In 1973, the band California recorded a remake of the song for Laurie Records. California was led by Beatlemania (musical) cast member Les Fradkin. The single also featured members of the 1960s Baroque pop group the Left Banke.

In August 1979, a version by Debby Boone was issued as a single to coincide with the release of the Debby Boone album (which did not feature "See You in September"). This version charted at No. 41 C&W and No. 45 Adult Contemporary. It also reached No. 45 on the Canadian C&W charts. Also in 1979 Cisse (fi) remade "See You in September" for his Summer Party album.

In November 1966, Olivier Despax (fr) recorded a French-language version of the song in London for release on Barclay Records.
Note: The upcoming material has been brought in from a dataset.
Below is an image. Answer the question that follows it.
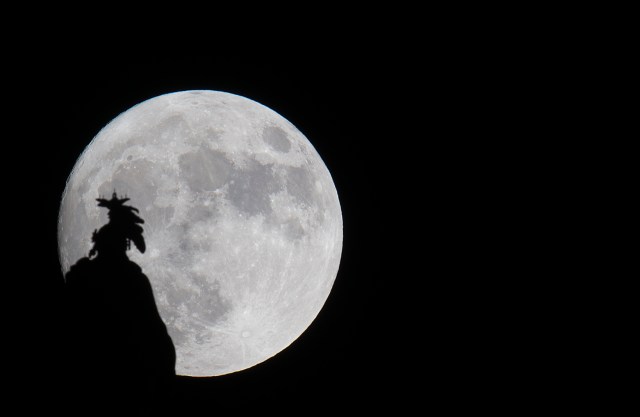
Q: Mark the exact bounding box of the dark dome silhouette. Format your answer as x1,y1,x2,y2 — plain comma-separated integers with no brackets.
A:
64,192,175,416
That same year, the Spanish rendering "Te veré en septiembre" was recorded by both Marta Baizán and Kinita.

An alternate Spanish performance "Setembre Está Lonxe" was recorded by Jacinta and released in 1967.

==Use in popular culture==
In 1988, the song was used in a commercial for Roy Rogers Restaurants that depicted school cafeteria personnel holding up trays of unappetizing school lunches. This commercial was later pulled off the air after real life school cafeteria personnel complained that the advertisement was demeaning to their profession.

A remixed version of the song was also used in an NFL on CBS promotion prior to the 2021 season.